Depois de ilibado no tribunal de primeira instância, vi-me arguido eu próprio num processo-crime resultante da queixa de um ex-namorado da senhora jornalista, de que nunca ouvira falar nem fixei o nome. E eis-me arguido aos 78 anos, combatente que fui desde que me lembro de mim contra a invasão da vida privada de quem quer que fosse, mais repugnante ainda – perdoem-me este obsoleto e preconceituoso sentimento – tratando-se de uma mulher. 

Fui, todavia, ilibado de mais esse processo pelo tribunal superior, como sempre esperei que acontecesse; venceram a inteligência e a Justiça. Mas ficou o espanto e uma inquietação. 

Ainda mais estranhamente inquietante pelo facto de outra editora, a Dra. Bárbara Bulhosa, se ter disposto a testemunhar contra mim. Para atestar, afinal, na prática e no efeito, o… inatestável: que eu não poderia ter deixado de ler previamente um livro daquela natureza.

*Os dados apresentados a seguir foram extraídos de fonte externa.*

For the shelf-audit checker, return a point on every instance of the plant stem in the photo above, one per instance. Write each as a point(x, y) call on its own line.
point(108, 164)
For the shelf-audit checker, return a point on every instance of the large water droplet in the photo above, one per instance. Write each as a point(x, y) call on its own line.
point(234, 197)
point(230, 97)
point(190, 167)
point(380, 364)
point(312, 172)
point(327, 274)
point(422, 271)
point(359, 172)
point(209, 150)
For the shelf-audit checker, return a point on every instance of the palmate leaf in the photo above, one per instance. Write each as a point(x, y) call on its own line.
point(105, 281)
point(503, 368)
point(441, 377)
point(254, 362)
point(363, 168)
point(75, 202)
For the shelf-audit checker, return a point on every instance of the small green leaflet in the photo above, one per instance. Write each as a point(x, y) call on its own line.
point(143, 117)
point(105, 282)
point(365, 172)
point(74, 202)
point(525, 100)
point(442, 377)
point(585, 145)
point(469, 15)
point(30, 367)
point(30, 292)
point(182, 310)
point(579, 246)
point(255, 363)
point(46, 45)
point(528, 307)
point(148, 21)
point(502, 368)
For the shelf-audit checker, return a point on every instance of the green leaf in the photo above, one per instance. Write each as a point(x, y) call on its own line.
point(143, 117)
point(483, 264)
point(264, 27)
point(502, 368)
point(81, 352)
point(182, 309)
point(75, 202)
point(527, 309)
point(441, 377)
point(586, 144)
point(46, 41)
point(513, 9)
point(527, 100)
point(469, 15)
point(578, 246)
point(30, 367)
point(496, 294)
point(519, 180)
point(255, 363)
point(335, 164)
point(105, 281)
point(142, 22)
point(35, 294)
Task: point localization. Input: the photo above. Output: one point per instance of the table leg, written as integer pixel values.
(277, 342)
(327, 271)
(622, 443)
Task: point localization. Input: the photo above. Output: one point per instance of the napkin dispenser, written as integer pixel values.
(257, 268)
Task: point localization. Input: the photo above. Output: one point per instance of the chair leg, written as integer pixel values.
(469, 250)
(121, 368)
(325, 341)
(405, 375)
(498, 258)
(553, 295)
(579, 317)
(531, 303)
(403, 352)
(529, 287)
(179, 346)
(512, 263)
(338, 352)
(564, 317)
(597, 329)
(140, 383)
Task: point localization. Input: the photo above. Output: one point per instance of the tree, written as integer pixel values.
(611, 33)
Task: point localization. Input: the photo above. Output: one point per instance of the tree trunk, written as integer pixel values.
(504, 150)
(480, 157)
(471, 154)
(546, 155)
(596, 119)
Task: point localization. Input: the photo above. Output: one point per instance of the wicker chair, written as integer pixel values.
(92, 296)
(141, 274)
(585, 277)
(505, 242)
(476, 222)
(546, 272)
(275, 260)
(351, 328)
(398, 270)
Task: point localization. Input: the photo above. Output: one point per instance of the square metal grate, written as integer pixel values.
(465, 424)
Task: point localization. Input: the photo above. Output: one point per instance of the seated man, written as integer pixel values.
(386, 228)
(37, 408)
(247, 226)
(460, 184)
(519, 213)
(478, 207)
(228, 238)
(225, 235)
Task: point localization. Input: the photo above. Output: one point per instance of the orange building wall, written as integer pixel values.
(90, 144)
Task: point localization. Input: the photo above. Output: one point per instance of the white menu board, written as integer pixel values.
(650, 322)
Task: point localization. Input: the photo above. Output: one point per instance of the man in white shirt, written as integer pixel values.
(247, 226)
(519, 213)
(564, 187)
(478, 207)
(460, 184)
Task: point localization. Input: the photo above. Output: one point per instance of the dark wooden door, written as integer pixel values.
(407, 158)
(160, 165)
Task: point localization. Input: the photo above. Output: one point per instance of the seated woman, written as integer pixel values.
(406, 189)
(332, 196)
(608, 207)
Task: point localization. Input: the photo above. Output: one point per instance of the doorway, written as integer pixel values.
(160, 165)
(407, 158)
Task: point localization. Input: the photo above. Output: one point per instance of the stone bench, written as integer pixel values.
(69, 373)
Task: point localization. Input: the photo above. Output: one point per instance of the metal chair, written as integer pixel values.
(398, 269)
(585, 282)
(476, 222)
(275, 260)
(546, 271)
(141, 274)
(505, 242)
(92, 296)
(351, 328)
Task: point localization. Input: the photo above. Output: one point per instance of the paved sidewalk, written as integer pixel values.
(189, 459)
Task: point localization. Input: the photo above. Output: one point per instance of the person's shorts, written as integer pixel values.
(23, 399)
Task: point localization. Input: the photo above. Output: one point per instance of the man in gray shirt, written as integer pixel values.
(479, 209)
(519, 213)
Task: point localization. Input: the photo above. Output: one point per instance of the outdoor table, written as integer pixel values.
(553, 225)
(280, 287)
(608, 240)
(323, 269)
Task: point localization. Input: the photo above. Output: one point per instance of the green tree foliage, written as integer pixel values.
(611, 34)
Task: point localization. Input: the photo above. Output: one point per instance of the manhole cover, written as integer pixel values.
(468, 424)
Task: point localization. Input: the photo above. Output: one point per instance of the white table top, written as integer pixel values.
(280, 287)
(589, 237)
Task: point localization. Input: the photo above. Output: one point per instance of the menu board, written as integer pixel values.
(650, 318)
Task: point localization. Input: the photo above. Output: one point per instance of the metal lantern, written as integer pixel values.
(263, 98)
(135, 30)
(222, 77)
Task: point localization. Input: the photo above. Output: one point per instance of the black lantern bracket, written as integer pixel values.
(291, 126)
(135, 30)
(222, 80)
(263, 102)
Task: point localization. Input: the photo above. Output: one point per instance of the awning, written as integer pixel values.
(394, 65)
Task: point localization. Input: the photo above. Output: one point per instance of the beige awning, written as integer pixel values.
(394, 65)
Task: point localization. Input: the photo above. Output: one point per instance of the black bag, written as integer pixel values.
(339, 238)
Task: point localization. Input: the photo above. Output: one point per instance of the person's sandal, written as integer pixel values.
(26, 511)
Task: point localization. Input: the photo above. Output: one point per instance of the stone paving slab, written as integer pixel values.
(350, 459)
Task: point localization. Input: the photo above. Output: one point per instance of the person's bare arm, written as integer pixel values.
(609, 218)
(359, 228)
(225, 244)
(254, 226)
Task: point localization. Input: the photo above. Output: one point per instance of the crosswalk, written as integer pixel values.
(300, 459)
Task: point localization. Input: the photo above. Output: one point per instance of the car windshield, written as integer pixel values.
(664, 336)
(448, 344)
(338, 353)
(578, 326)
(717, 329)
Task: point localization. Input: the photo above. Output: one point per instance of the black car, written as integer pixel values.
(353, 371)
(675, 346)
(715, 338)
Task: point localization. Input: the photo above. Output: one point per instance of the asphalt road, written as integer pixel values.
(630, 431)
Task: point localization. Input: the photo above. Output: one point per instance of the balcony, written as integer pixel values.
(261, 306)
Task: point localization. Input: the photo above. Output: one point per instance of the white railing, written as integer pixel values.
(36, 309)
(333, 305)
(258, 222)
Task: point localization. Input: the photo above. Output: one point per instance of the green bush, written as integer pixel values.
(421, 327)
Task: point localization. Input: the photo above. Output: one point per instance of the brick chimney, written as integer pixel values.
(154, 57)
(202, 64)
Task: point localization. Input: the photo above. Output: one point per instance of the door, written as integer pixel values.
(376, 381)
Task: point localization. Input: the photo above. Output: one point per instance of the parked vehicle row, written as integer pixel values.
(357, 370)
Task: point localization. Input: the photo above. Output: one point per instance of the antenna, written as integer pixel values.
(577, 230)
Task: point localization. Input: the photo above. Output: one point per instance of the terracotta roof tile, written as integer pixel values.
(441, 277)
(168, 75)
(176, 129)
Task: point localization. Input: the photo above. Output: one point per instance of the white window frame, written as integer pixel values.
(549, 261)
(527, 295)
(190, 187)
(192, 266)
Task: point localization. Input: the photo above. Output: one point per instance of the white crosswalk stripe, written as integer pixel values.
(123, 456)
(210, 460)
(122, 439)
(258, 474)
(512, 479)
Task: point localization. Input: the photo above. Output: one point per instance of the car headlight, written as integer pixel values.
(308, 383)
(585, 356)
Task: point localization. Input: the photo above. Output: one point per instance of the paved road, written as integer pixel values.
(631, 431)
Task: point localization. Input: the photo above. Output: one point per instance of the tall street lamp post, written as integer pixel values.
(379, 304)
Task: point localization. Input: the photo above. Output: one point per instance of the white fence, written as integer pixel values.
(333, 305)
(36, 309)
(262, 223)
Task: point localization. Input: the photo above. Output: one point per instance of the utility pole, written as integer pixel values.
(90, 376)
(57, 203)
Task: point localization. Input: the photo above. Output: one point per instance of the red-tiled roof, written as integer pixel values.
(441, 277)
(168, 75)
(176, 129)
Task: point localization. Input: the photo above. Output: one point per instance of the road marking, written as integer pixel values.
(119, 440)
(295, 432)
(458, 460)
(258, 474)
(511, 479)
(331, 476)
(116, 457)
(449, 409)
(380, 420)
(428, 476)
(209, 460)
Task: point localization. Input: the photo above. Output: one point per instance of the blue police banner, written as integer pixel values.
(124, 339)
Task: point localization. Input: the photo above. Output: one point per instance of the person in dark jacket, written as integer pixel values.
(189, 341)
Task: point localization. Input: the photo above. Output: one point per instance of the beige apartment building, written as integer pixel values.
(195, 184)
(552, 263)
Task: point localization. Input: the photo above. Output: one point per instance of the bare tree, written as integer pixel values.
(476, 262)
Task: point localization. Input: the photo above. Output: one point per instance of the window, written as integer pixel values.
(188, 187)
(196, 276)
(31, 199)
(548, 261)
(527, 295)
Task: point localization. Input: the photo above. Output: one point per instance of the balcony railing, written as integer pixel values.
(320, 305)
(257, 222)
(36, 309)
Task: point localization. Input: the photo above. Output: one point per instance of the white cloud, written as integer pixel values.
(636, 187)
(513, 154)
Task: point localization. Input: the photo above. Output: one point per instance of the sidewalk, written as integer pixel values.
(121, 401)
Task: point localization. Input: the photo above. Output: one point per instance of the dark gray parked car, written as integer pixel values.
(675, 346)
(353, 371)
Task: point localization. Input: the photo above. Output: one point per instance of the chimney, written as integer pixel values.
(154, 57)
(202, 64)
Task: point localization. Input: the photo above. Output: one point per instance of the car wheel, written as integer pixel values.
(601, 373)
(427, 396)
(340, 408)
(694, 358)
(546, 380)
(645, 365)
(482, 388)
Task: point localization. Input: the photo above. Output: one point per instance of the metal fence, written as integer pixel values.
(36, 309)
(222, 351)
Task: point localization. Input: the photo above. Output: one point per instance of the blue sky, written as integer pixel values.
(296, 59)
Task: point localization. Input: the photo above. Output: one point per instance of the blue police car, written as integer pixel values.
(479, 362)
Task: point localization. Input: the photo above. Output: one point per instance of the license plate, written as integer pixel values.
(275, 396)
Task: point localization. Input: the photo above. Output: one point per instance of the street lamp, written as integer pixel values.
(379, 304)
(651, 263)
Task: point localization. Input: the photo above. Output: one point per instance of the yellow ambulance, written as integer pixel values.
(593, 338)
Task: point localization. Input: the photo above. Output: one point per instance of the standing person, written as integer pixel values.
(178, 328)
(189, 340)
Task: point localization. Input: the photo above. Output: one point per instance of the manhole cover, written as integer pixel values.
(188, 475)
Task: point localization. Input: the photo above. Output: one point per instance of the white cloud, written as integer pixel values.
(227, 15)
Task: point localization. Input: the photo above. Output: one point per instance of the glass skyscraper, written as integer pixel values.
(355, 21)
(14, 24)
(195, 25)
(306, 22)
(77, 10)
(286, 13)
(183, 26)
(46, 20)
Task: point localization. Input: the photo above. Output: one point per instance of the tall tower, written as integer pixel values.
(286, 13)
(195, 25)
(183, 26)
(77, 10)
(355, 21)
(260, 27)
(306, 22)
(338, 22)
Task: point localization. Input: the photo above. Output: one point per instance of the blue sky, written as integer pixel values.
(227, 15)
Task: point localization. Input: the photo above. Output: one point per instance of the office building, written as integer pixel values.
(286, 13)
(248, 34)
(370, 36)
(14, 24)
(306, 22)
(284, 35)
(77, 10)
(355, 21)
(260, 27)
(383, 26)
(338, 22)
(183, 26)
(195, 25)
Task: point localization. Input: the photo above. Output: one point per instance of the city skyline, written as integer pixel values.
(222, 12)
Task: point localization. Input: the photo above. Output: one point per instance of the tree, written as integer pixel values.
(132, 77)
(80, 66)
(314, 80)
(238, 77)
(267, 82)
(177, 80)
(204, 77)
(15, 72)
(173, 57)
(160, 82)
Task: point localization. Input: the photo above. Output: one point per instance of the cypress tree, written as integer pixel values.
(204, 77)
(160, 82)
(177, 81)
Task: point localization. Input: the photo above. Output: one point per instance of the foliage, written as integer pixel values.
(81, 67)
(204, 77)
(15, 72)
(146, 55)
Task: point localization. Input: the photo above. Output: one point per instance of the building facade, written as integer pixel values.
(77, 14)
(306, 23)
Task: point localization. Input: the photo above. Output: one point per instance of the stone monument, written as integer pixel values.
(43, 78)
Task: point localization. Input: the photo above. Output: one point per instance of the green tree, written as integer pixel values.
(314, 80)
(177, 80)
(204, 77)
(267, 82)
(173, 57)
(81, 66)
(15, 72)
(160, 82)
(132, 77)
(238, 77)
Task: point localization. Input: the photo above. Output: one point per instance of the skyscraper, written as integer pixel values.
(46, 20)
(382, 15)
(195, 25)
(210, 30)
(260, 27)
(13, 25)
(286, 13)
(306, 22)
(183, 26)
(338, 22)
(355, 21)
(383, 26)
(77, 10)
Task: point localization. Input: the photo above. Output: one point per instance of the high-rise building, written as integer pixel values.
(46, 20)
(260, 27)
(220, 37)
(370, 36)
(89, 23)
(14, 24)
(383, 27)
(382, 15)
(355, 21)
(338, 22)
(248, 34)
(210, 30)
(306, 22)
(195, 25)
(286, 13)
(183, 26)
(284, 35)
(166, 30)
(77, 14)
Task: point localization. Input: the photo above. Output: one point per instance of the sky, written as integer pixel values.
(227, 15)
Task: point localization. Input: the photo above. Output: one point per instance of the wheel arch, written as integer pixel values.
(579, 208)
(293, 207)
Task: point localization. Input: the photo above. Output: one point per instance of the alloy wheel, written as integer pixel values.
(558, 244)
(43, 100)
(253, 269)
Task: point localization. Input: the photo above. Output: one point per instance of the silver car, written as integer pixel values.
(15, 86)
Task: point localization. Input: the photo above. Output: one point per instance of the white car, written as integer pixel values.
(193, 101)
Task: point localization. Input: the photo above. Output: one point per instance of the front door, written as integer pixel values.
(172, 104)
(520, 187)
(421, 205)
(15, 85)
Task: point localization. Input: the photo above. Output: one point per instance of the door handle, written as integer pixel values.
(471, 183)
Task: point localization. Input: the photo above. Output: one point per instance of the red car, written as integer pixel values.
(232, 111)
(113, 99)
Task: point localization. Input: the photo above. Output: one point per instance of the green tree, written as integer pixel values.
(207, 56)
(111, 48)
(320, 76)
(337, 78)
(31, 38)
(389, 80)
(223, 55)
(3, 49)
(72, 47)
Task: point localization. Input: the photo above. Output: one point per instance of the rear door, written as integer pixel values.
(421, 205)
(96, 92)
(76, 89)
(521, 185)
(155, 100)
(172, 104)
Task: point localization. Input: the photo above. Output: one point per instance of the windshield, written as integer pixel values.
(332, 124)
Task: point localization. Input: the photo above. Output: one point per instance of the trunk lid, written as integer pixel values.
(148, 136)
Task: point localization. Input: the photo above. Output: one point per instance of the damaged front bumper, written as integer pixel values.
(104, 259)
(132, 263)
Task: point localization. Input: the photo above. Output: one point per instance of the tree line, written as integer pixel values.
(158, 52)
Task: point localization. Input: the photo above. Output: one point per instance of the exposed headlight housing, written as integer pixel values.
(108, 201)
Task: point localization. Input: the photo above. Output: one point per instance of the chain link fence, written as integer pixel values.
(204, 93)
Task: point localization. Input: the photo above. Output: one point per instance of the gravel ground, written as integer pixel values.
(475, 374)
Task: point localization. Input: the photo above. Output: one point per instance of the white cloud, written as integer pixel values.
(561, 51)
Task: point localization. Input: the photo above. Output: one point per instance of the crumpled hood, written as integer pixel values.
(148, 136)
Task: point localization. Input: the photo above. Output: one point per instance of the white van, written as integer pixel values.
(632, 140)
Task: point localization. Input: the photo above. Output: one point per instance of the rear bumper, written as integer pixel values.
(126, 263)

Na verdade não li e, exatamente por ser da natureza que era, não leria, mesmo que fisicamente o pudesse ter feito (e não tivesse a confiança que tenho no rigor e na ética do Autor). Mas, de facto, não pude fazê-lo.

Por isso, ao considerar hoje a possibilidade de publicar um livro sobre a corrupção, compreende-se que tenha dado comigo nesse exercício, que devia ser estranho na democracia, não da pertinência e ética da obra, mas da avaliação do risco de o editar. Da exigência de contenção que seria necessária, como outrora, na escrita dos textos de contracapa. 

Exercícios de sobrevivência imperativos no tempo do dito fascismo, quando, com Francisco Lyon de Castro, editor maior, Mestre e Amigo, me iniciei na atividade fascinante – intelectual e civicamente – que animou a minha vida. Editar para o conhecimento, a cultura, a liberdade.